The concerns for artistes may have changed. Artistes doubtless fed by the audience are seldom concerned with social causes. Fame is sought and gotten singing about sex and making money.
The band was playing a rhythm influenced by rumba or calypso. And Ade Bantu was sonorously singing "wave your weaves in the air/show the world you’re a Lagos Barbie" when a lady from the audience climbed the stage. She backed the crowd and shook her hips. Someone from the crowd shouted "I love you Lola! Go Lola!" Only then, did it become clear that what was on show is a rarity—a novelist dancing with grace. Each turn, each twist showed-off her skill. Her adroit coordination supplied the verb—Lola Shoneyin twerks.
If there’s a place to find a twerking novelist in Lagos, it is in Freedom Park on an Afropolitan Vibes night. This is an indiction of the kind of people who attend the event. Yet those who seek a summarized census will want to know: Who does one find at Afropolitan Vibes? In other words, who is the average Afropolitan Vibes goer?

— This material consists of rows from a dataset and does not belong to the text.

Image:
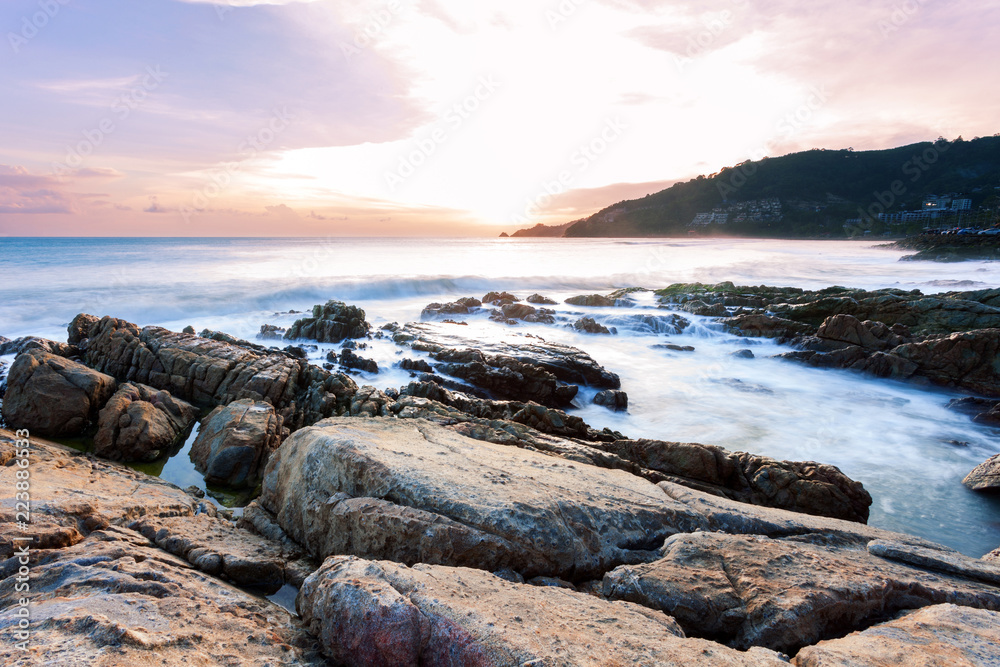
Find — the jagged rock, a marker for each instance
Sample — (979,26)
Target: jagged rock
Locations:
(350,360)
(115,599)
(416,365)
(331,323)
(235,441)
(79,328)
(588,325)
(539,299)
(985,476)
(724,587)
(209,373)
(567,363)
(590,300)
(612,399)
(499,298)
(383,613)
(934,636)
(53,396)
(412,491)
(808,487)
(140,423)
(271,332)
(766,326)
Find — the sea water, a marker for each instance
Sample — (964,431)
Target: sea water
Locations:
(899,439)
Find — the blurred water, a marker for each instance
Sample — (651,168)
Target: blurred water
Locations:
(895,438)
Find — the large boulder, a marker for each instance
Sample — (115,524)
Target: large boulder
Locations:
(385,614)
(53,396)
(235,441)
(784,593)
(209,372)
(985,476)
(413,491)
(935,636)
(331,323)
(140,423)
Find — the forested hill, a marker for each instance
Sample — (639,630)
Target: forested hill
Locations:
(812,193)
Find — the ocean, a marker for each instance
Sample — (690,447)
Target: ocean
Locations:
(898,439)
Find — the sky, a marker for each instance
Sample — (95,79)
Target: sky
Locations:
(450,117)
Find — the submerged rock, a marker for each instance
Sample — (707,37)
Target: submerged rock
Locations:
(985,476)
(140,423)
(331,323)
(383,613)
(235,441)
(53,396)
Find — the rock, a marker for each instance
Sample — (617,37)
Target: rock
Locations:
(612,399)
(209,373)
(331,323)
(235,441)
(588,325)
(807,487)
(383,613)
(499,298)
(985,476)
(674,348)
(568,364)
(115,599)
(350,360)
(79,328)
(53,396)
(723,587)
(140,423)
(416,365)
(590,300)
(944,634)
(413,491)
(649,324)
(270,332)
(766,326)
(539,299)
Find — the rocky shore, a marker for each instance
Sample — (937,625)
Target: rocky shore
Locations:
(467,518)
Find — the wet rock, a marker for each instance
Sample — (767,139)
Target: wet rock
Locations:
(117,599)
(591,300)
(723,587)
(331,323)
(799,486)
(588,325)
(412,491)
(350,360)
(53,396)
(766,326)
(235,441)
(985,476)
(612,399)
(500,298)
(418,365)
(539,299)
(140,423)
(209,373)
(271,332)
(383,613)
(938,635)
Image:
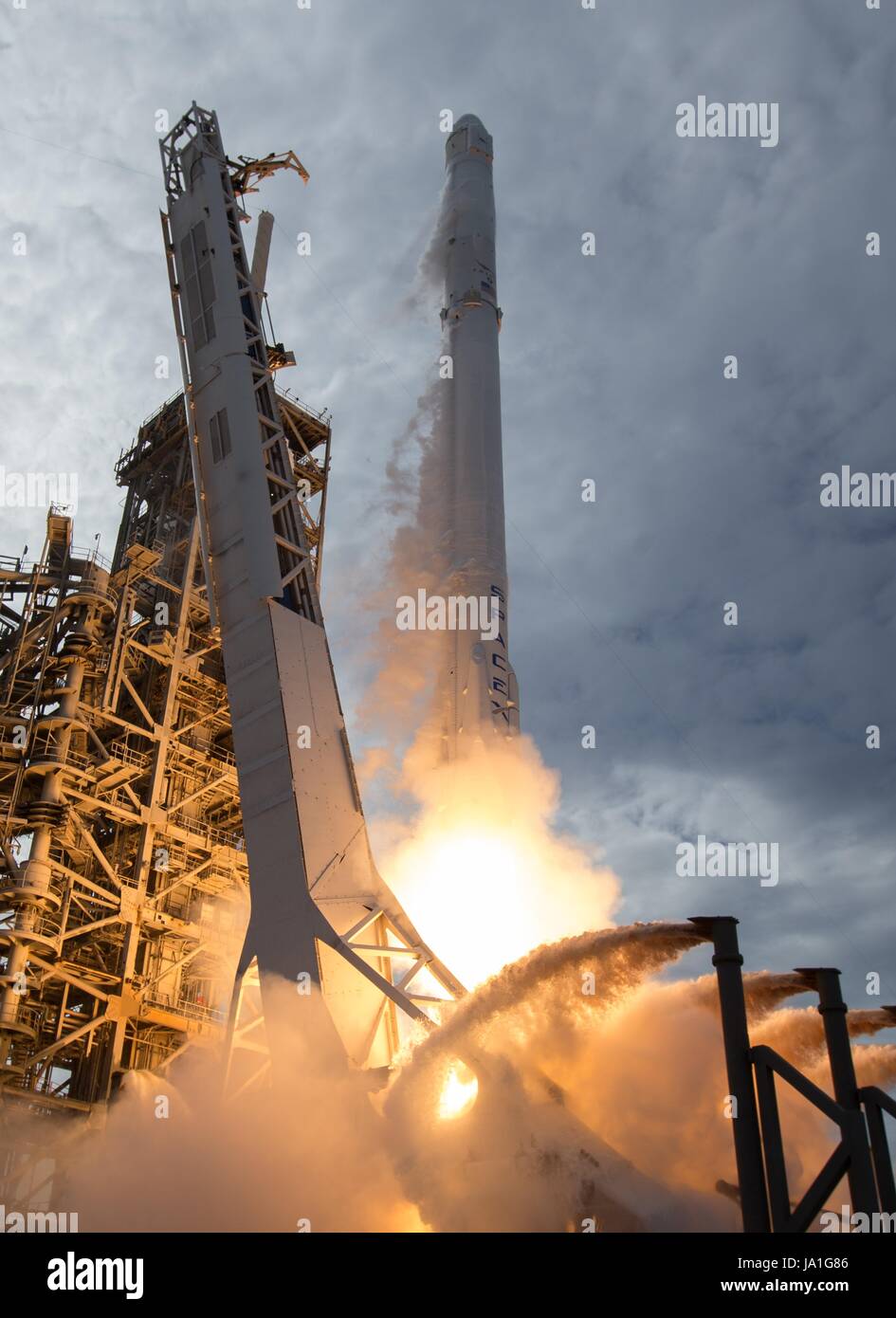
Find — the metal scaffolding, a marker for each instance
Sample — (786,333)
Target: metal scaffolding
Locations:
(124,875)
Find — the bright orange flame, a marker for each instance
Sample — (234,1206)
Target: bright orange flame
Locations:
(459,1091)
(483,871)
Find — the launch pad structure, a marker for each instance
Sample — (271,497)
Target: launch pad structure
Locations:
(125,855)
(170,723)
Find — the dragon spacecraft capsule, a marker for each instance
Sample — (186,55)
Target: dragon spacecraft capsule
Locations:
(480,689)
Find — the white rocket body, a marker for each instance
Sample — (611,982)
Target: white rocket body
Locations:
(480,688)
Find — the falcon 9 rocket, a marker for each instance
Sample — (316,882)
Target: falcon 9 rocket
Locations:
(480,698)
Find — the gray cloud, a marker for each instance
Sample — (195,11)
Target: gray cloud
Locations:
(707,490)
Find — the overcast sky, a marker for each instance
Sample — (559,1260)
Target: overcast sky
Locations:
(612,369)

More often than not, average is deployed to a motley of curious usage. Because of such phrases like ‘on the average’, ‘the average Lagosian’, ‘average life’, ‘average up’, ‘average down’, or ‘average out’ it may be prudent to strip the word of its vague appeal. One way to do is, is to employ the perfect language of mathematics. In which case, average is the statistical measure of central tendency that indicates the mean, mode, or median of a set. This should make it easy to answer the question: who is the average Afropolitan Vibe goer?

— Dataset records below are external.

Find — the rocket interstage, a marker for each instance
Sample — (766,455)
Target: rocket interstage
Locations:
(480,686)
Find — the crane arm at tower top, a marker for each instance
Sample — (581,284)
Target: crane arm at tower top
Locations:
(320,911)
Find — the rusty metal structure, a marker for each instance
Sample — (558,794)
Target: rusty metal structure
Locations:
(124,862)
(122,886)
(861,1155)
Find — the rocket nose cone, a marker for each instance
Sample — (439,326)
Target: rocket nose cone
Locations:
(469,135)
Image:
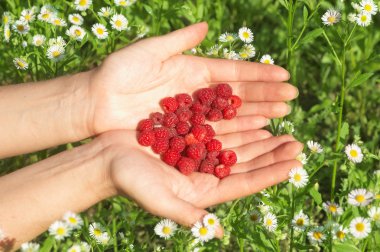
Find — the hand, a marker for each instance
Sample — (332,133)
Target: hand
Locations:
(130,82)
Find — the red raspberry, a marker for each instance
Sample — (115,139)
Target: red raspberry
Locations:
(160,146)
(146,138)
(184,100)
(182,128)
(229,113)
(196,151)
(170,120)
(177,143)
(227,157)
(206,96)
(146,124)
(186,165)
(157,118)
(198,118)
(184,114)
(215,115)
(235,101)
(171,157)
(222,171)
(169,104)
(223,90)
(214,145)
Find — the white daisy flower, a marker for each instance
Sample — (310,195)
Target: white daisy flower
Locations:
(20,63)
(369,7)
(60,230)
(300,221)
(314,147)
(76,19)
(331,17)
(246,35)
(316,235)
(38,40)
(203,233)
(332,208)
(270,222)
(100,31)
(165,228)
(76,32)
(119,22)
(360,227)
(267,59)
(298,177)
(354,153)
(82,5)
(363,19)
(360,197)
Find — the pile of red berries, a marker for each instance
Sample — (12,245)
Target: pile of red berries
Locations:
(181,135)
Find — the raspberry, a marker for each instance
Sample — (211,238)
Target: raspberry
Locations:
(196,151)
(222,171)
(184,114)
(186,165)
(146,138)
(160,146)
(223,90)
(207,167)
(198,118)
(177,143)
(235,101)
(170,120)
(227,157)
(182,128)
(206,96)
(171,157)
(169,104)
(157,118)
(184,100)
(146,124)
(214,145)
(215,115)
(220,103)
(229,112)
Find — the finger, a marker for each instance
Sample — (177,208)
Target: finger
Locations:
(237,139)
(287,151)
(241,123)
(267,109)
(252,150)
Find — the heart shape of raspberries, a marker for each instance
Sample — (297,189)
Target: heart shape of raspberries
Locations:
(182,137)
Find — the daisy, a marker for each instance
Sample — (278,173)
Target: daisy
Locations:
(76,19)
(360,227)
(38,40)
(300,221)
(119,22)
(333,208)
(314,147)
(82,5)
(165,228)
(73,220)
(316,235)
(267,59)
(100,31)
(203,233)
(360,197)
(270,222)
(331,17)
(20,63)
(59,230)
(298,177)
(354,153)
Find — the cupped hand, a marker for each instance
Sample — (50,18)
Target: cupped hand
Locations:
(130,82)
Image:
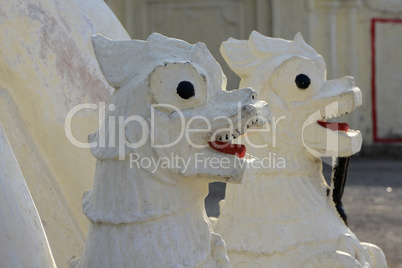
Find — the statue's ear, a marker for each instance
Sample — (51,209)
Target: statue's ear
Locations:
(117,58)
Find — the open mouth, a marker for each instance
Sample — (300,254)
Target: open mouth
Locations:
(335,126)
(223,140)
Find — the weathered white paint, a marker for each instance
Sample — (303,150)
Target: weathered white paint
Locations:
(48,66)
(284,218)
(144,217)
(23,241)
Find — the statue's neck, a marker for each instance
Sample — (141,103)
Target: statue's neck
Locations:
(128,194)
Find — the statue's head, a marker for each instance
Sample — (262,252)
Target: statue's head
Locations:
(170,102)
(291,77)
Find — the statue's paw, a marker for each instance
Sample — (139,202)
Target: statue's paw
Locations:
(377,256)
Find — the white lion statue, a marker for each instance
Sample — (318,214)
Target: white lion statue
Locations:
(170,115)
(286,216)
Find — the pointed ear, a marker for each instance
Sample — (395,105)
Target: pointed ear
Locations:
(116,58)
(238,56)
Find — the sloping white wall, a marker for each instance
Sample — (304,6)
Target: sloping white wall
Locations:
(47,66)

To calculate the mean, median, or mode one has to arrange the Afropolitan Vibes crowd into groups. Dami Ajayi, a poet and medical doctor, said of the Afropolitan Vibes crowd: "Everybody who is anybody in the Lagos literati is here. Poets, novelist, aspiring writers, social media capitalist, Twitter divas, professional dancers, OAPs, musicians, engineers, actors, academics, journalists, even medical doctors."
The crowd is cosmopolitan too. It is common to see a European, an American, or Asian, holding a bottle of Heineken and wriggling a waist to the rhythm. Do they dance because they recognise their cultures somewhere in the harmony of the hotchpotch Afropolitan music? Or do they dance because it is a natural aesthetic response to pleasant music?

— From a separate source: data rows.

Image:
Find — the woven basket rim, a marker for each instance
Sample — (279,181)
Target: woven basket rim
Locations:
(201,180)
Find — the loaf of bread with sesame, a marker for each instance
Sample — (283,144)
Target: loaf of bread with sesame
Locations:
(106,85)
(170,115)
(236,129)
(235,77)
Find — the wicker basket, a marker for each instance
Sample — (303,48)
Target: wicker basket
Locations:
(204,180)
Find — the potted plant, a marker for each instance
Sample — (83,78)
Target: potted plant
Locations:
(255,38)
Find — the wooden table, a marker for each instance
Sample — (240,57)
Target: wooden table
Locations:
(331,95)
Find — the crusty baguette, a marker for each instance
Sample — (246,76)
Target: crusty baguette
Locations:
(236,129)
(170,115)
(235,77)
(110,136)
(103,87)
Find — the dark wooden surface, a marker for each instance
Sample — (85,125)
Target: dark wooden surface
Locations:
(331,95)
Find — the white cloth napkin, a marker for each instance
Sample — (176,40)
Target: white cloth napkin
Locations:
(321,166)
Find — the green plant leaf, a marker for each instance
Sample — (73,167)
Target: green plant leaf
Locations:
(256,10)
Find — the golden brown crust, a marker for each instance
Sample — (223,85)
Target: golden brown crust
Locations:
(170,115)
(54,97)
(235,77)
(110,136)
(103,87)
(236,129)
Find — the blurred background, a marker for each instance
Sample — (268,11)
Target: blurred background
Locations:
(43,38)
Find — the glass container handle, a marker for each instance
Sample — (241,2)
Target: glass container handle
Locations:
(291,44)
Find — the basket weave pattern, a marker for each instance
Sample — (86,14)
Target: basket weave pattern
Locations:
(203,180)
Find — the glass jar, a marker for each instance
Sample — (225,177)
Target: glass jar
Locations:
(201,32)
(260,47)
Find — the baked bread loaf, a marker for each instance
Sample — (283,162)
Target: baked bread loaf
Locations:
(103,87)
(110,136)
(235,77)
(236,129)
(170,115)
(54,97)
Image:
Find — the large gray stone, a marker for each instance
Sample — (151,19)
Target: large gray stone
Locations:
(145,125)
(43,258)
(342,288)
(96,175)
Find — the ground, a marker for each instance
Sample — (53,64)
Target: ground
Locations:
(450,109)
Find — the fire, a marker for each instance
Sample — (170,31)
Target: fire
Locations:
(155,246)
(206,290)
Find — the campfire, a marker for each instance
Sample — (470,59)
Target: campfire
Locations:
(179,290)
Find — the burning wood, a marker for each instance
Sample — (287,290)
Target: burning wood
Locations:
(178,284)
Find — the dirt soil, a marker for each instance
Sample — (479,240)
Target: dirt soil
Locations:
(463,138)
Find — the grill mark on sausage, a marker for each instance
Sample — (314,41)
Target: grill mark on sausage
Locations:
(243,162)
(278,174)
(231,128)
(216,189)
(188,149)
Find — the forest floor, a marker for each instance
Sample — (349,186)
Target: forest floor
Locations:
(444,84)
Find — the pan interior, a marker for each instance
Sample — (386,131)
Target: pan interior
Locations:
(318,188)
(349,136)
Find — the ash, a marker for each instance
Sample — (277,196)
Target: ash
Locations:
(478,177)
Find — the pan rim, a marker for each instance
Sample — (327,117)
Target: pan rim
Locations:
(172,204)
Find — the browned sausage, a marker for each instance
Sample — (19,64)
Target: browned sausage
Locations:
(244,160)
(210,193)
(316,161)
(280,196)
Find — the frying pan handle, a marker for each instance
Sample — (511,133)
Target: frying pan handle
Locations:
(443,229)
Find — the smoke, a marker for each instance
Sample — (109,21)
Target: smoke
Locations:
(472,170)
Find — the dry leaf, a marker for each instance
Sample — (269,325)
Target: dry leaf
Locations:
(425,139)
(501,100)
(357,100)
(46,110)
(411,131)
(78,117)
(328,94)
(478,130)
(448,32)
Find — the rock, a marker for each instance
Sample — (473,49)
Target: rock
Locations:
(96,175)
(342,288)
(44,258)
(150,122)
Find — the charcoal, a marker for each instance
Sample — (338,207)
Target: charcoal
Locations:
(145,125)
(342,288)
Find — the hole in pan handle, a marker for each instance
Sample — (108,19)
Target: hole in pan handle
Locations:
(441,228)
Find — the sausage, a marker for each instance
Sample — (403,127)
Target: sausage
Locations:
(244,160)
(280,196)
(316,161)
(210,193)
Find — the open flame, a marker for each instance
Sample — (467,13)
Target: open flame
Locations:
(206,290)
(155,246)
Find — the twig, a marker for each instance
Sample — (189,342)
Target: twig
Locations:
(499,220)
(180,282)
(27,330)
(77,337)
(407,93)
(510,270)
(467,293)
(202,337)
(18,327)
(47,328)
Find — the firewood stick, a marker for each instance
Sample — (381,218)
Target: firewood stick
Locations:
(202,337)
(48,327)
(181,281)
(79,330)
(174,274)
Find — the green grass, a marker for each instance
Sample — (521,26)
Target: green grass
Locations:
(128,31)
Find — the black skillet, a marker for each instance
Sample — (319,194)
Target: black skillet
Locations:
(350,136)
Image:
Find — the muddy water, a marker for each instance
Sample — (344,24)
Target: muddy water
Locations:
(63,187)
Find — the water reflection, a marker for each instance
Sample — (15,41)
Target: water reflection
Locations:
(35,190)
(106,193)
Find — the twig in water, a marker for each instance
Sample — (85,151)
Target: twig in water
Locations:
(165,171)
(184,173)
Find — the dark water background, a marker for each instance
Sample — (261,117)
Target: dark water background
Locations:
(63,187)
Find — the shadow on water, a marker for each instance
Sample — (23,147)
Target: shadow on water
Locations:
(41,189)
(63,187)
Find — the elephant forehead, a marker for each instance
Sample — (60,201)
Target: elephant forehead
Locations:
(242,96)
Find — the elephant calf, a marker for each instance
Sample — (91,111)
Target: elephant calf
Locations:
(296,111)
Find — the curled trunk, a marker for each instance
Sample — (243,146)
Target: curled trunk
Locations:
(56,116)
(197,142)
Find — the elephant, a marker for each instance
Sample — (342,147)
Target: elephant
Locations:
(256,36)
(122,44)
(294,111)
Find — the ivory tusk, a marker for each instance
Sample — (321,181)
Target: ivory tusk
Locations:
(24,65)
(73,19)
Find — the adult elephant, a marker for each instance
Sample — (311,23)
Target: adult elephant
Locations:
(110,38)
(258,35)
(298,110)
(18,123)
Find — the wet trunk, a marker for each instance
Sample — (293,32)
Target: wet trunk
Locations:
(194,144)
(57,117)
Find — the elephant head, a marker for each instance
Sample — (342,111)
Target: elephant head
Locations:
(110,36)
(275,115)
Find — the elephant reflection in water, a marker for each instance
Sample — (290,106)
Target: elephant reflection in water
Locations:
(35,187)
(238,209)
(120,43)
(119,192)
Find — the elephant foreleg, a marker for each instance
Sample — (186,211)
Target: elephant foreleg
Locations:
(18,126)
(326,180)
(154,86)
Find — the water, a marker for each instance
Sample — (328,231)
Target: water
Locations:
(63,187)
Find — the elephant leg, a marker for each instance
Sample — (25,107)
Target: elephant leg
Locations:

The difficulty in answering either question exposes one’s inadequacies. One realizes that after grouping the Afropolitan crowd into an imaginary nominal data of male and female; of African, American, European and Asian; of Twitter divas, medical doctors, aspiring writers and poets there’s no discernible progress in the discovery of the average Afropolitan goer. Because it is a foray into the realm of big data, a problem better left for IBM computers.
It is easy however, to say what the average Afropolitan Vibes goer may not do. He or she does not heckle, did not censure Vector tha Viper when he rapped, "shawty sweet so I rest on her like rozia/She loves it to death whenever I go there/Come, come, come, nne wazobia."
Before Seyi Shay sang 'Murda', a song on several top ten Naija hip-hop charts she admitted that initially she was scared to perform. She said ‘I’m not used to singing on this kind of stage.’ There was no space between the audience and the stage, no assurance of security.
"But you’re family," she continued.
It may have dawned on her that the average Afropolitan is not prone to violent crime—that he or she is more likely to steal your lover than rob you.